The most reliable way to detect open-angle glaucoma is through a comprehensive eye examination with dilated pupils--which, when indicated, includes a visual field test. To dilate, or enlarge, the pupils, the eye care professional places medicated drops into the eye. By so doing, the practitioner can better examine the back of the eye for early signs of disease, such as optic nerve damage, before noticeable vision loss occurs. Tonometry is a common and painless test to measure intraocular pressure. In this test, an eye care professional uses an instrument called a tonometer to measure the fluid pressure in the anterior chamber.
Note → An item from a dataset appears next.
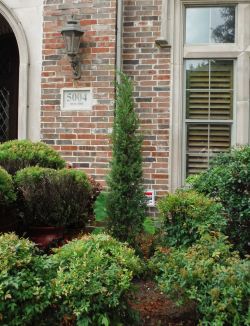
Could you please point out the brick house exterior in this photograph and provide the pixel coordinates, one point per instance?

However, because elevated fluid pressure is only one characteristic of open-angle glaucoma, tonometry does not always indicate whether or not a person has the disease. In fact, many people with elevated fluid pressure never develop any form of glaucoma, while people with seemingly normal pressure during an examination will develop the disease. For this reason, tonometry should be viewed as one important component of the overall examination for glaucoma, but should not be the only test used to detect glaucoma. When indicated, a visual field test, also called perimetry, is used by the eye care professional to measure the patient's field of vision. This test is particularly important because it can detect a patient's early loss of peripheral vision, a sign of open-angle glaucoma. The National Eye Health Education Program recommends that people at higher risk undergo an eye examination through dilated pupils at least once every two years.

How is Glaucoma treated?

Glaucoma treatment is aimed at controlling the eye's fluid pressure as a means of slowing disease progression. Such treatment does not cure the disease. Most doctors use medications for newly diagnosed glaucoma; however, new research findings show that laser surgery is a safe and effective alternative. Open-angle glaucoma treatments include Medications: Several medications, in the form of eyedrops or pills, are available either to enhance fluid drainage or decrease the eye's production of aqueous humor. Unfortunately, because antiglaucoma drugs enter the bloodstream, they can cause various side effects such as headaches and respiratory problems. When such side effects occur, patients should consult with their eye care professional about alternative treatment regimens. Laser Surgery: Glaucoma treatment using laser has proved beneficial. In this form of treatment,laser light is directed onto the trabecular meshwork--part of the anterior chamber's drainage system which allows for better fluid drainage. Surgery: Several procedures may be performed to improve drainage flow, such as a trabeculotomy, goniotomy, and trabeculectomy. All of these involve making a small hole in the anterior chamber through which fluid can leave the eye. Although these procedures have a fairly high success rate, they are generally reserved until medical therapy is no longer effective.